Ben Stein finally Expelled from NY Times
You’ll forgive me if I take some small measure of credit for this one: after something in the region of 35,000 words of the Ben Stein Watch, the world’s worst financial columnist has finally been fired from the New York Times. And I couldn’t be happier. The reason was his appearance in commercials for (and on the homepage of) freescore.com, a sleazy company which exists only to extract large sums of money from those who can least afford it....MORE
Felix doesn't much care for Ben.
August 14, 2007 was the day I realized just how serious the sub-prime mess was going to be. The DJIA closed down 207 at 13,028. The next day we were down another 167. The INDU took a couple months to hit it's all-time high of 14,164.53 on October 9 but the path ahead was plain to anyone watching in August.
Except Ben Stein.
The Columbia Journalism Review said:
The New York Times Finally Cans Ben Stein
Gawker scoops that The New York Times has finally given its Sunday Business columnist Ben Stein the ol’ heave-ho, after an incredibly dumb ethical lapse last month.

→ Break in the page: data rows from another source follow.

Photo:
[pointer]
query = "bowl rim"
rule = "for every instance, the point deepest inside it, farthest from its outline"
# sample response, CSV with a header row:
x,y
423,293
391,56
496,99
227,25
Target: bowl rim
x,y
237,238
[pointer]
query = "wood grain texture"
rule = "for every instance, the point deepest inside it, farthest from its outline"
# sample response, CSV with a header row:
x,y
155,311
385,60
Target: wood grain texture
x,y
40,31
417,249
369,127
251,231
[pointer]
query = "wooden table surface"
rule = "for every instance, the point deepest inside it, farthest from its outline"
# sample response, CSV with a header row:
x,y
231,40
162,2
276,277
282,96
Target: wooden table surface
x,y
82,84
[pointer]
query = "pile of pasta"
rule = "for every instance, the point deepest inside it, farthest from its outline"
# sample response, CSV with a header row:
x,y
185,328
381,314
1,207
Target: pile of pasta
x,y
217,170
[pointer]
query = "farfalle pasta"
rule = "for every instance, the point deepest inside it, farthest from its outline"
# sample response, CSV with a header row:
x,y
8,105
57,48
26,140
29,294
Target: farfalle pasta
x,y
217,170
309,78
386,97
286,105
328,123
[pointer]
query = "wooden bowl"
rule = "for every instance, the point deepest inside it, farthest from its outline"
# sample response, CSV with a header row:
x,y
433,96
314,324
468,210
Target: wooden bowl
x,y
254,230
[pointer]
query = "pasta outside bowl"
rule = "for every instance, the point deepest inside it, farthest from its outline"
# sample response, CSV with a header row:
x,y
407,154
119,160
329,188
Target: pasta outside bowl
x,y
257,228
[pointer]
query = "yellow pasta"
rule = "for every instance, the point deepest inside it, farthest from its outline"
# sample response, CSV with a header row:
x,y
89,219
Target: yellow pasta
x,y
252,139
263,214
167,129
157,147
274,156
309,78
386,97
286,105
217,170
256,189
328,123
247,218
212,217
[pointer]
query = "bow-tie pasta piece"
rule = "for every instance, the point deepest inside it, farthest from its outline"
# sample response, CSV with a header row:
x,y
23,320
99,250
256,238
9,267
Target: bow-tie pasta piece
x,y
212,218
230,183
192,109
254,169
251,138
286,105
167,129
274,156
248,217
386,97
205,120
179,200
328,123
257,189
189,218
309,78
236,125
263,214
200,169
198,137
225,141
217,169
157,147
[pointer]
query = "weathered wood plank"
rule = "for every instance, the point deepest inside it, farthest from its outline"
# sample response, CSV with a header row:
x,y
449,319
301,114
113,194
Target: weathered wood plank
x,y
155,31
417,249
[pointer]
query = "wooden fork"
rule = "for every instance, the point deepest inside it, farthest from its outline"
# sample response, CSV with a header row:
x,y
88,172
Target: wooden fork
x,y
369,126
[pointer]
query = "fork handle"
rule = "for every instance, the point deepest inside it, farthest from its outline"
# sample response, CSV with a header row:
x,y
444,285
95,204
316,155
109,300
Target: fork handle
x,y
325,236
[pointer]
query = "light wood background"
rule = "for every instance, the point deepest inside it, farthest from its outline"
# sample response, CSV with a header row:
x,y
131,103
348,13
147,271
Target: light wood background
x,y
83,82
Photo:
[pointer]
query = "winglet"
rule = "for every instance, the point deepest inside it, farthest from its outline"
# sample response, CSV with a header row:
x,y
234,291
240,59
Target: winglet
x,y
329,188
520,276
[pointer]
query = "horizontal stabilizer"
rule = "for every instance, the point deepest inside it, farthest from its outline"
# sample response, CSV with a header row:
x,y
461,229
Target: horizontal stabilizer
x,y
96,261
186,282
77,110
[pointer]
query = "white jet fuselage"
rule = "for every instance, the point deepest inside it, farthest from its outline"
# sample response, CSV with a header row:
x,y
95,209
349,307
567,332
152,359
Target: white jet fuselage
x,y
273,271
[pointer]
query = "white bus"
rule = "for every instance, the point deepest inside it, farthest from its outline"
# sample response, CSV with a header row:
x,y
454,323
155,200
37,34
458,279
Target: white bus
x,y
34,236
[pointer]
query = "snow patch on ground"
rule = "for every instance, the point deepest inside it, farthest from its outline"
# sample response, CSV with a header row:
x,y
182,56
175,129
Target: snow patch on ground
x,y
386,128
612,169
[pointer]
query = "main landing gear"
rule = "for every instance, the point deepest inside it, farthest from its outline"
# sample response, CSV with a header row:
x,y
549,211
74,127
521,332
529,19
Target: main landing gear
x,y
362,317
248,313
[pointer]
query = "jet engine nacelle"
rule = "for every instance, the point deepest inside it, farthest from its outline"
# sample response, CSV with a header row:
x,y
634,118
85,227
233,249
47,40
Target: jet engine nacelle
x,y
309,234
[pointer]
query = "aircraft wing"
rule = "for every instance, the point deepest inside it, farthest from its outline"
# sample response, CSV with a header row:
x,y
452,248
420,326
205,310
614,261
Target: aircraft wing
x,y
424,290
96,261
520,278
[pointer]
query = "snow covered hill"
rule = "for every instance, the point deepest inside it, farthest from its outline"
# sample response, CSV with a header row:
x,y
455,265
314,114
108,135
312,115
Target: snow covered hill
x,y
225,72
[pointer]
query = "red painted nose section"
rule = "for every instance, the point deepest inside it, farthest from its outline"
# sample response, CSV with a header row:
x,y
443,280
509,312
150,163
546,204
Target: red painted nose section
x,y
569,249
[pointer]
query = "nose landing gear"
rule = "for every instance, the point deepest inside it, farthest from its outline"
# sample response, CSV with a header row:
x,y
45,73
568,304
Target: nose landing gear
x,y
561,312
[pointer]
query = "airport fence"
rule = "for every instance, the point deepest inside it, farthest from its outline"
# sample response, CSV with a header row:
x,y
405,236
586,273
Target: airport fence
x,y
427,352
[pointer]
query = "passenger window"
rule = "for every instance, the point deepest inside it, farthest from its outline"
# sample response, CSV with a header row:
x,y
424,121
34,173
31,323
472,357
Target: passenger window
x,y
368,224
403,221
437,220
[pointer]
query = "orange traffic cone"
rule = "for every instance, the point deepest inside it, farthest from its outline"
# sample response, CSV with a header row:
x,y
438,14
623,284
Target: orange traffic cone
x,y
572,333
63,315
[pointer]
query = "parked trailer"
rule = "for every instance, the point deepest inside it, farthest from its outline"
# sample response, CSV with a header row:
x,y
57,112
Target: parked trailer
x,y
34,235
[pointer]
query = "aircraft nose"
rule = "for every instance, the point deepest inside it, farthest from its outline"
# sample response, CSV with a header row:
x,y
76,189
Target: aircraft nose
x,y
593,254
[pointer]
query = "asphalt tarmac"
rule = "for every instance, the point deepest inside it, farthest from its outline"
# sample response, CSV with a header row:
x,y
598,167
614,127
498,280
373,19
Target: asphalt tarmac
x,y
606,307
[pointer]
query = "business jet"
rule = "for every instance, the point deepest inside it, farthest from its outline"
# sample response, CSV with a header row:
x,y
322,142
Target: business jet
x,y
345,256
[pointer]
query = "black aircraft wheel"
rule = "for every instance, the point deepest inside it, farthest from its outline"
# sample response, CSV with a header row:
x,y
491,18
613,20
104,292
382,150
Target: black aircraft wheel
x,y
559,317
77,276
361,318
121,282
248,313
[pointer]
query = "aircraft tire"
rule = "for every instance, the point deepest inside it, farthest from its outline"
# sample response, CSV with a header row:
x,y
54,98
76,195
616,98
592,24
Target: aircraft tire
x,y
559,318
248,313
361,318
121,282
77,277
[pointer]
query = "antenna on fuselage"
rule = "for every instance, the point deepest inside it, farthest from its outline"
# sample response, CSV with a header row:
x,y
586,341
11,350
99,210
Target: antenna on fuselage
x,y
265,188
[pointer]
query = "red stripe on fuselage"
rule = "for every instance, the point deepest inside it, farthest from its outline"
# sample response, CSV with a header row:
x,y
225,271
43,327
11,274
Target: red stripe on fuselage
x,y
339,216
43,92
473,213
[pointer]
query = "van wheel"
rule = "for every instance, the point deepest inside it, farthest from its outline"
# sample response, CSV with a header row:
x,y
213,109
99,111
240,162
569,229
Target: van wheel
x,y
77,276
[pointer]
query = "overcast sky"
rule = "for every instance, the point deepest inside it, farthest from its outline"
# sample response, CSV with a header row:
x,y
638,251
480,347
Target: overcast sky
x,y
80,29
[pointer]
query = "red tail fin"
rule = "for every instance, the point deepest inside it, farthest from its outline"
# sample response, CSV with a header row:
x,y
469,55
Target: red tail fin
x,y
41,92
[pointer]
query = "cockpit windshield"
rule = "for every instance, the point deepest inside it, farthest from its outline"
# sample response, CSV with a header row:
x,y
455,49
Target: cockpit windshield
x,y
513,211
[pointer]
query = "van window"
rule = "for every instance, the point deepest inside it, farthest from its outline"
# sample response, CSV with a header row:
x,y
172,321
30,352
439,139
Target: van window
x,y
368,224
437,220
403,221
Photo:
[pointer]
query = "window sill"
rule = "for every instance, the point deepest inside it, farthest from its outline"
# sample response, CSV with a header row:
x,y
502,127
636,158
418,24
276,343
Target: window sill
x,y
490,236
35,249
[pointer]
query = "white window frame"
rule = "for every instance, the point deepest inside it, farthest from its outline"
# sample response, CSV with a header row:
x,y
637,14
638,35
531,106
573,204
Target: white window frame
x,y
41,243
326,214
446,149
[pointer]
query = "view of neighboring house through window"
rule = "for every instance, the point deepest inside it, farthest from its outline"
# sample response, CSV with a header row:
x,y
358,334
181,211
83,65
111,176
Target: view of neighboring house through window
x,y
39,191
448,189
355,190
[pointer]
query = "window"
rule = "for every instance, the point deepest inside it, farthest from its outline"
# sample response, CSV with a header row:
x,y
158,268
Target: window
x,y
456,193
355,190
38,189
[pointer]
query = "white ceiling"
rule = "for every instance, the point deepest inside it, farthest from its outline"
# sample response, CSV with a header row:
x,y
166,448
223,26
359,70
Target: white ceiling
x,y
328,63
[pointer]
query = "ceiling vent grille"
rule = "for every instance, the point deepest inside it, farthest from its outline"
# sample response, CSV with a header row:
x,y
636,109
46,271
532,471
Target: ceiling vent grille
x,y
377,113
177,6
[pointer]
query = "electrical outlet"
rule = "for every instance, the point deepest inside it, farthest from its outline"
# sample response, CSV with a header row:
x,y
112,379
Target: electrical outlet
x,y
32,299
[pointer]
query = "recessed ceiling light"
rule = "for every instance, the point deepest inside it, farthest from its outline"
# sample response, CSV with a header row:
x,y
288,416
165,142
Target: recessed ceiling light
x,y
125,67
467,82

Reuters’ Felix Salmon, a longtime Stein foe, was the first to point out that the actor/columnist/emcee/Nixon speechwriter/”Bueller… Bueller” guy had sold out to a company called freescore.com, appearing in TV ads promoting the morally dubious service....
...Good riddance, Ben. Take a victory lap, Felix.
One of these days I'll get around to telling you what I really think of the guy.